L'IDENTIKIT - Ognuno potrà tracciarne l'identikit ideale e magari confrontarlo con il carattere dei candidati in lizza. Ma a questo profilo, secondo Ciampi, bisognerebbe che il Parlamento si ispirasse, e tiene a spiegarlo nella nota che a tarda sera formalizza il gran rifiuto e che spazza via settimane di trattative, manovre, illazioni, convulsioni, equivoci, depistaggi. Una scelta coerente con il suo ripetuto richiamo alla «dignità», che viene fatta risalire ad alcuni mesi or sono e che sarebbe stata intuibile tra le righe del suo «messaggio di commiato di fine anno».
«ORA VEDIAMO» - Certo, molti erano convinti che la riluttanza del presidente si sarebbe dissolta di fronte al pressing della politica e al fragile equilibrio scaturito dalle urne. Tanto che anche ieri, durante la mezza giornata trascorsa nella sua città, Ciampi è incalzato da una folla affettuosamente insistente. «Ora vediamo», risponde di prima mattina ai concittadini che lo attendono sotto casa e gli urlano «tieni duro, resta al Quirinale». «Siamo a Livorno, parliamo di Livorno», replica ai cronisti che lo pedinano a ogni passo. Un preludio dell' outing serale da Roma se lo concede alle 11.30 in prefettura, quando parla con orgoglio del proprio imprinting di livornese e rivendica «schiettezza e spirito franco».
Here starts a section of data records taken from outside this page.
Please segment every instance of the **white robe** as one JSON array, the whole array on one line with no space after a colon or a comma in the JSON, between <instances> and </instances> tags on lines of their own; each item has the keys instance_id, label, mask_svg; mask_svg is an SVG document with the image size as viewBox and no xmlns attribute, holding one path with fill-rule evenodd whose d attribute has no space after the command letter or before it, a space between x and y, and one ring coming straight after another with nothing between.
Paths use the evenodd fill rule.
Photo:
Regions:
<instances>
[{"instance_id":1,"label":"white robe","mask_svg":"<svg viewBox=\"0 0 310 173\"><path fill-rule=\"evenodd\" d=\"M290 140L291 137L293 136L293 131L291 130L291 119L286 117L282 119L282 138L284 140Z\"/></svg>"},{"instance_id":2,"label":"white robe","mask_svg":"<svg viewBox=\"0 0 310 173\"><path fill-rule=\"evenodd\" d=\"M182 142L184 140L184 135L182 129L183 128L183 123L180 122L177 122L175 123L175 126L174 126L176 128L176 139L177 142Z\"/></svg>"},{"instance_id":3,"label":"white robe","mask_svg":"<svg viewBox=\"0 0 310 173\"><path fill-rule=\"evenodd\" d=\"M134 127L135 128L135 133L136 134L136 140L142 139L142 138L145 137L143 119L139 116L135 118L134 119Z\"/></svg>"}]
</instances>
CENTRALINI INTASATI - Insomma: non può lasciare che il suo nome corra come quello di un qualsiasi altro candidato, che entri ed esca da logoranti «rose» di papabili, che qualcuno si permetta di usarlo nel mercato del voto. E non può consentire che il proprio silenzio sia interpretato come un assenso. Se non ha parlato prima - dicono i consiglieri - è perché ha atteso di non avere più adempimenti istituzionali da compiere, un traguardo segnato dalla convocazione delle assemblee per l'8 maggio. Per cui, dopo un veloce viaggio di ritorno al Quirinale, a metà pomeriggio convoca lo staff, rilegge il comunicato pronto da tempo, ci aggiunge «profondi ringraziamenti per le molteplici dichiarazioni» in favore della sua rielezione e i giudizi positivi sul suo operato «quale garante dell'unità nazionale e custode dell'ordine costituzionale» e fa diffondere il testo. Pochi minuti e il centralino del Palazzo è intasato di telefonate, mentre centinaia di email si rincorrono sul sito Internet della presidenza.
Chiamano in tanti, e un po' lo commuovono. Amici e sconosciuti. Gente comune e politici. Ma, per il momento, non Prodi né Berlusconi, già impegnati in una partita che d'ora in avanti si giocherà su altri personaggi.